# Aaron Ramsey



## Frikez (19 Ottobre 2013)

Il centrocampista più forte in Europa in questo momento 
Per ora siamo a 9 gol e 4 assist in 12 partite stagionali.

Devastante


----------



## Snake (19 Ottobre 2013)

Totale


----------



## Andreas89 (20 Ottobre 2013)

Lui e Wilshere sono fantastici. Al momento il loro centrocampo è nettamente di un altro pianeta. Che giocatori!!!


----------



## 7AlePato7 (20 Ottobre 2013)

Giocatore che è esploso... l'Arsenal ha sempre avuto come filosofia quella di puntare sulla qualità in mezzo al campo. Ozil-Wilshere-Ramsey rappresentano 3 top nei loro ruoli al momento.


----------



## prebozzio (20 Ottobre 2013)

7AlePato7 ha scritto:


> Giocatore che è esploso... l'Arsenal ha sempre avuto come filosofia quella di puntare sulla qualità in mezzo al campo. Ozil-Wilshere-Ramsey rappresentano 3 top nei loro ruoli al momento.


E considerando che ci sono anche gli spagnoli Cazorla e Arteta...


----------



## Dexter (20 Ottobre 2013)

Se quel babbo di Wenger avesse preso un centrale di livello ed una prima punta buona...


----------



## Jino (20 Ottobre 2013)

E' forte, ha perso anni di carriera per un infortunio gravissimo.


----------



## prebozzio (20 Ottobre 2013)

Dexter ha scritto:


> Se quel babbo di Wenger avesse preso un centrale di livello ed una prima punta buona...


...non avrebbe avuto i 50 milioni per Ozil


----------



## Dexter (20 Ottobre 2013)

prebozzio ha scritto:


> ...non avrebbe avuto i 50 milioni per Ozil


ma non credo sai,si dice che a Gennaio investirà tutto quello che non ha speso quest'estate...


----------



## prebozzio (20 Ottobre 2013)

Dexter ha scritto:


> ma non credo sai,si dice che a Gennaio investirà tutto quello che non ha speso quest'estate...

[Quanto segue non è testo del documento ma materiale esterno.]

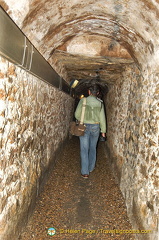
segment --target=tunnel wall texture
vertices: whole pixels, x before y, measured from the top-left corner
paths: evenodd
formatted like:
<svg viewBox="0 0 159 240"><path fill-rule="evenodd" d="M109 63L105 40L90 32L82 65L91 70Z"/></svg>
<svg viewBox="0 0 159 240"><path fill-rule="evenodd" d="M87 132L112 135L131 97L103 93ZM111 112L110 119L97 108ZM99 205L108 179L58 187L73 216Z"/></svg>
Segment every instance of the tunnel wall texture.
<svg viewBox="0 0 159 240"><path fill-rule="evenodd" d="M158 239L159 75L134 66L106 99L111 166L126 200L137 239Z"/></svg>
<svg viewBox="0 0 159 240"><path fill-rule="evenodd" d="M74 100L0 59L0 239L17 239L68 136Z"/></svg>

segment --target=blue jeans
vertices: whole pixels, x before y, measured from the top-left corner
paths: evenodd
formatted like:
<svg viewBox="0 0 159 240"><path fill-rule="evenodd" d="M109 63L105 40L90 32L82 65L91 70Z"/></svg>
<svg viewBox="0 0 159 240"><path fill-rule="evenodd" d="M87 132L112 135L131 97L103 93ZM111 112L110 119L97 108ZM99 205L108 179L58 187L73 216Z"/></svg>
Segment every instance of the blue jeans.
<svg viewBox="0 0 159 240"><path fill-rule="evenodd" d="M80 136L81 174L93 171L96 163L96 147L100 133L99 124L85 124L84 136Z"/></svg>

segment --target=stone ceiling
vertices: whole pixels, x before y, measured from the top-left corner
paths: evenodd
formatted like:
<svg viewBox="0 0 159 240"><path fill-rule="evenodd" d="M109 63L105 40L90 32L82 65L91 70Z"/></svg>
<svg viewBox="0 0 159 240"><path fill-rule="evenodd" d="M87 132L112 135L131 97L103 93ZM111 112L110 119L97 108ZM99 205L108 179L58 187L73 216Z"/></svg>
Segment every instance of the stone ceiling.
<svg viewBox="0 0 159 240"><path fill-rule="evenodd" d="M114 84L129 64L158 56L156 0L4 0L2 7L45 59L81 91ZM159 58L159 57L158 57Z"/></svg>

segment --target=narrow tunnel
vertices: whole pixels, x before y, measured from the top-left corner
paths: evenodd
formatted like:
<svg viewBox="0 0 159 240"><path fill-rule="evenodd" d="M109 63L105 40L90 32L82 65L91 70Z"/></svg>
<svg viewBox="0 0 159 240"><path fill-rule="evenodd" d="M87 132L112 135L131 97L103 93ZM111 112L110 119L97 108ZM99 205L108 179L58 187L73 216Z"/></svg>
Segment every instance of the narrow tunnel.
<svg viewBox="0 0 159 240"><path fill-rule="evenodd" d="M97 175L104 176L105 171L118 185L130 224L127 229L131 226L147 231L135 234L134 239L157 240L158 1L0 3L0 239L18 239L36 209L48 176L58 175L56 167L64 161L62 153L67 156L65 150L70 151L72 146L75 154L78 140L69 139L75 102L81 95L86 96L91 84L98 83L106 108L107 141L99 143L98 154L103 151L105 157L100 160L104 166L99 161ZM66 169L63 171L57 177L59 181L62 176L70 177ZM93 174L92 184L96 179ZM102 208L104 198L109 201L105 186L110 186L100 179L105 193ZM76 179L74 191L86 191L86 184L91 196L91 179L87 183ZM91 219L89 199L81 195L79 200L78 215L86 208ZM133 239L133 235L122 237L115 235L112 239ZM72 239L86 238L76 235Z"/></svg>

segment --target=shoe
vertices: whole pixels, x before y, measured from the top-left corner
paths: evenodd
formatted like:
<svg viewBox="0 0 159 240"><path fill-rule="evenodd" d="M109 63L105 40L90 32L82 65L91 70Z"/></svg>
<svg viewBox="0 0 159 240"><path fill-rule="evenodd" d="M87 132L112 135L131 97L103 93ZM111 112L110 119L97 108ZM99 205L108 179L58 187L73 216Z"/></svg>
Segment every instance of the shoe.
<svg viewBox="0 0 159 240"><path fill-rule="evenodd" d="M81 174L81 176L82 176L83 178L88 178L88 177L89 177L88 174Z"/></svg>

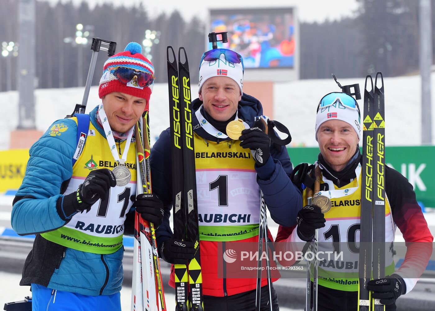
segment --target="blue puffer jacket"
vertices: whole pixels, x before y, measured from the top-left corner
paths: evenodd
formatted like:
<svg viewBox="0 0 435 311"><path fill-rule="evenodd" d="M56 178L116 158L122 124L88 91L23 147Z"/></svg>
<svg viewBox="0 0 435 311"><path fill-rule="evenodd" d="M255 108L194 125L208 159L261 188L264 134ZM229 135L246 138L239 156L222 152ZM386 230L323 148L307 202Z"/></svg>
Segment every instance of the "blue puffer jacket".
<svg viewBox="0 0 435 311"><path fill-rule="evenodd" d="M202 104L202 102L198 99L192 102L194 112L192 124L195 132L207 140L218 142L231 140L229 138L226 139L217 138L202 127L196 126L199 122L194 112L199 109ZM252 126L255 117L263 114L263 108L258 99L244 93L239 102L238 111L239 118ZM227 143L227 142L223 143ZM157 194L165 206L163 222L156 230L159 250L162 242L173 236L169 225L172 198L171 145L170 130L168 128L160 134L153 147L151 156L153 193ZM263 191L272 219L282 226L295 224L298 212L302 206L302 195L290 180L289 176L293 167L287 149L282 146L274 145L271 148L268 160L260 167L255 165L255 169L258 176L257 183Z"/></svg>
<svg viewBox="0 0 435 311"><path fill-rule="evenodd" d="M95 119L97 109L89 114L90 121L105 137ZM59 123L67 129L60 135L50 135L52 126ZM59 202L62 202L61 193L72 176L77 127L71 119L57 120L52 125L30 149L26 174L13 202L11 219L13 230L20 235L37 235L20 285L37 283L91 296L117 293L122 283L123 248L111 254L94 254L66 247L38 234L55 230L69 221L64 220L64 215L60 216L58 200L60 198ZM132 218L127 216L126 222ZM127 224L125 226L127 230Z"/></svg>

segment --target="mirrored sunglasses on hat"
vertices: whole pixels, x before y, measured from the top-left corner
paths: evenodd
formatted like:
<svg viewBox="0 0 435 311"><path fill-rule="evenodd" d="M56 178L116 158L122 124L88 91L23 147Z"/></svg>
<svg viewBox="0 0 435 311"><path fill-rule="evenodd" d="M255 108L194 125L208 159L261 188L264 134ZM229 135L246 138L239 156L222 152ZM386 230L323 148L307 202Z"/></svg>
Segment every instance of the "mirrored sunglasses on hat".
<svg viewBox="0 0 435 311"><path fill-rule="evenodd" d="M154 74L127 67L115 67L109 69L114 76L123 83L127 84L136 77L137 84L141 88L151 85L156 77Z"/></svg>
<svg viewBox="0 0 435 311"><path fill-rule="evenodd" d="M356 100L349 94L343 92L332 92L323 96L317 106L317 112L318 112L319 109L321 108L323 108L335 105L337 101L348 108L358 110L358 114L361 116L359 106Z"/></svg>
<svg viewBox="0 0 435 311"><path fill-rule="evenodd" d="M234 64L242 64L242 69L244 72L244 66L243 65L243 57L238 53L234 52L231 50L228 49L214 49L207 51L202 54L201 57L201 61L200 62L200 66L202 63L203 61L215 61L220 57L221 54L223 54L225 56L225 58L230 63Z"/></svg>

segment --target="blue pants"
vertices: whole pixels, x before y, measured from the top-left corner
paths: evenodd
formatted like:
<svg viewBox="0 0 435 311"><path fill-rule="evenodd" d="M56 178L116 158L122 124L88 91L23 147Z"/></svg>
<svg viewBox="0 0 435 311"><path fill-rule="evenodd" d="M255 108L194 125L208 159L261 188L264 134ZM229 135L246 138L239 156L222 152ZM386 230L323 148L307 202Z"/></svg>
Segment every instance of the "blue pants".
<svg viewBox="0 0 435 311"><path fill-rule="evenodd" d="M85 296L32 284L32 311L121 311L120 293Z"/></svg>

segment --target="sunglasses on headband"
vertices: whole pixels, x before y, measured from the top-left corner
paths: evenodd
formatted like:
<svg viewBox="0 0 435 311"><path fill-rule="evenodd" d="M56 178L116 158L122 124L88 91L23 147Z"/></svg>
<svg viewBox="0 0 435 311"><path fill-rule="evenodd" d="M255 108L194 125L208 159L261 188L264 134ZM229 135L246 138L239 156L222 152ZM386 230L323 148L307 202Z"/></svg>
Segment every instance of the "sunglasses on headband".
<svg viewBox="0 0 435 311"><path fill-rule="evenodd" d="M356 100L349 94L343 92L332 92L323 96L317 106L316 113L318 112L320 108L335 105L337 101L340 102L339 105L341 104L348 108L358 110L358 115L361 117L359 106Z"/></svg>
<svg viewBox="0 0 435 311"><path fill-rule="evenodd" d="M203 61L215 61L221 57L221 54L223 54L225 56L225 59L230 63L234 64L240 64L241 63L242 69L244 71L243 58L238 53L228 49L214 49L207 51L202 54L201 61L200 62L200 66L202 63Z"/></svg>
<svg viewBox="0 0 435 311"><path fill-rule="evenodd" d="M131 68L118 67L110 69L113 75L118 80L125 84L136 77L137 80L137 84L141 88L151 85L156 78L154 74Z"/></svg>

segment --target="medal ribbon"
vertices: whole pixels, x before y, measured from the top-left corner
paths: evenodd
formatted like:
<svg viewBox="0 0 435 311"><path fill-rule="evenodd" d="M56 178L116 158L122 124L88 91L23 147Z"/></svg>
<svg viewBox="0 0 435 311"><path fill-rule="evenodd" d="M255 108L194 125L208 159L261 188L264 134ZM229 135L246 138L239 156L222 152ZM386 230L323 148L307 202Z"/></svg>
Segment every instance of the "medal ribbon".
<svg viewBox="0 0 435 311"><path fill-rule="evenodd" d="M321 164L320 164L317 162L316 161L315 162L316 166L319 166L320 168L322 169L325 169L324 167ZM359 176L361 173L361 164L359 164L358 166L357 166L356 168L355 169L355 174L356 175L356 180L357 184L358 186L356 187L351 187L350 188L348 188L346 189L345 189L344 190L343 189L339 189L338 190L335 189L335 187L334 185L334 183L331 180L328 180L328 179L324 179L323 182L327 183L329 186L329 188L330 189L333 189L333 190L329 190L326 191L319 191L318 193L318 194L320 195L325 196L327 196L329 199L332 199L335 198L340 198L343 196L343 193L345 193L345 196L348 196L352 193L354 193L358 189L358 187L359 186L359 183L358 182L358 179L359 177ZM344 191L347 190L347 192L345 193Z"/></svg>
<svg viewBox="0 0 435 311"><path fill-rule="evenodd" d="M104 130L104 133L106 134L106 138L107 139L107 143L109 144L109 148L112 152L115 161L119 162L121 165L124 165L125 161L127 159L127 154L128 153L128 149L130 148L130 144L131 143L131 138L133 135L133 130L134 127L133 126L128 131L127 134L127 138L125 142L125 147L124 148L124 152L122 153L122 156L120 158L119 155L118 154L118 151L116 149L116 144L115 143L115 139L113 137L112 134L112 129L110 128L110 125L109 124L109 120L107 119L107 115L104 112L104 108L101 104L98 107L98 113L100 114L101 119L101 123L103 125L103 128Z"/></svg>

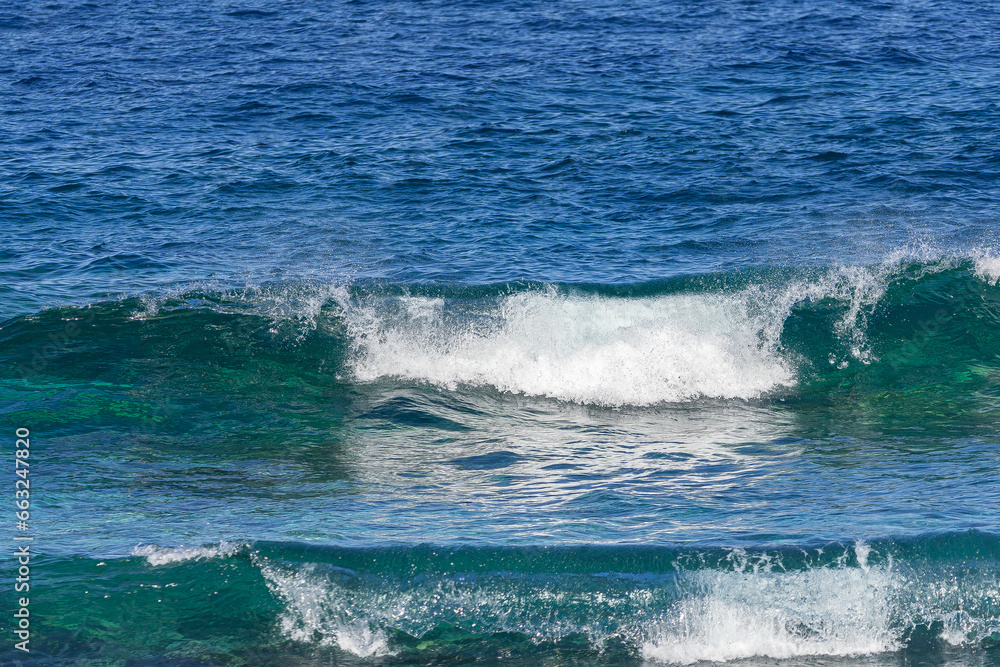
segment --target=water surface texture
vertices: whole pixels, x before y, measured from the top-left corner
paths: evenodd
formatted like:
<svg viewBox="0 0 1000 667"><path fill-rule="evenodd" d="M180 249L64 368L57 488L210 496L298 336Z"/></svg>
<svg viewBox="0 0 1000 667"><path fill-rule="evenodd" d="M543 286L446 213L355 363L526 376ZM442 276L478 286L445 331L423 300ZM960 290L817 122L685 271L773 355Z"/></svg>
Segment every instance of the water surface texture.
<svg viewBox="0 0 1000 667"><path fill-rule="evenodd" d="M5 664L1000 665L993 3L0 0L0 55Z"/></svg>

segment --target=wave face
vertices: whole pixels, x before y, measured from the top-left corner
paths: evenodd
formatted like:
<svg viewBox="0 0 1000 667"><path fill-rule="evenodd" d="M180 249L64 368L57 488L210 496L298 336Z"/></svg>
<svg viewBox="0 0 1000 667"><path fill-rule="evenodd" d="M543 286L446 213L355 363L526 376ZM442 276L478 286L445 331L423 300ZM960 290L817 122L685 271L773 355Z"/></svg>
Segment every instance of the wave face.
<svg viewBox="0 0 1000 667"><path fill-rule="evenodd" d="M794 382L772 306L747 294L646 298L560 293L348 305L358 380L398 377L599 405L756 398Z"/></svg>
<svg viewBox="0 0 1000 667"><path fill-rule="evenodd" d="M890 664L1000 645L998 557L1000 539L980 533L771 550L144 546L49 563L56 613L42 622L53 640L76 627L83 660L115 646L231 659L254 645L335 661ZM118 616L125 599L132 615ZM164 634L134 634L152 615Z"/></svg>
<svg viewBox="0 0 1000 667"><path fill-rule="evenodd" d="M878 381L942 359L992 363L997 260L900 260L621 286L314 283L149 295L11 320L14 374L56 357L198 336L222 360L262 345L360 384L488 388L610 407L757 400ZM199 330L201 329L201 330ZM187 339L184 336L192 336ZM126 344L127 345L127 344ZM943 356L942 356L943 355ZM182 353L183 359L183 353ZM77 359L77 361L80 361Z"/></svg>

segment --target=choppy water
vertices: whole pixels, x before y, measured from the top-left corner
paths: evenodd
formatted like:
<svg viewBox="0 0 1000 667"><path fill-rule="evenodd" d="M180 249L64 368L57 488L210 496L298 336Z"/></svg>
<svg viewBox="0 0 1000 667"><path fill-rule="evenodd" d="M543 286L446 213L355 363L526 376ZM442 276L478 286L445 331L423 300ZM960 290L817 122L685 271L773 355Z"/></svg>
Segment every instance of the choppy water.
<svg viewBox="0 0 1000 667"><path fill-rule="evenodd" d="M1000 664L998 42L0 2L0 659Z"/></svg>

Ah sì? Allora ci sarà da divertirsi


----------



## Dexter (20 Ottobre 2013)

prebozzio ha scritto:


> Ah sì? Allora ci sarà da divertirsi


si in inghilterra ormai ne parlano da un po',vedremo se sarà vero


----------



## Frikez (20 Ottobre 2013)

Una prima punta tecnica come Giroud è perfetta per i loro schemi, infatti spesso si allarga per permettere gli inserimenti dei centrocampisti, non segnerà molto ma ha un ottimo piede.


----------



## Z A Z A' (20 Ottobre 2013)

Giocatore fantastico,era già sul punto di esplodere quando ebbe il gravissimo infortunio.Ai tempi mi dispiacque un casino,ma ora sono felicissimo di vedere che è tornato più forte che mai


----------



## pennyhill (20 Ottobre 2013)

Mi piaceva molto nel pre infortunio, poi devo ammettere che mi sembrava perso per certi livelli. Ricordo una prestazione oscena (come tutto l’Arsenal, ma lui fu un ectoplasma) nel 4-0 contro il Milan. Credevo (come molti tifosi dei gunners all’epoca) fosse quello il suo livello ormai. Evidentemente vista la gravità dell’infortunio, ha avuto bisogno di più tempo.
Ovviamente nonostante sia un centrocampista completo, credo non sia il giocatore visto in questo scorcio di stagione(è dagli ultimi tre mesi della scorsa che gioca ad alti livelli, solo che allora non era incisivo sotto porta), altrimenti chiuderebbe la stagione a quota 30 gol e 15 assist.


----------



## 7AlePato7 (20 Ottobre 2013)

prebozzio ha scritto:


> E considerando che ci sono anche gli spagnoli Cazorla e Arteta...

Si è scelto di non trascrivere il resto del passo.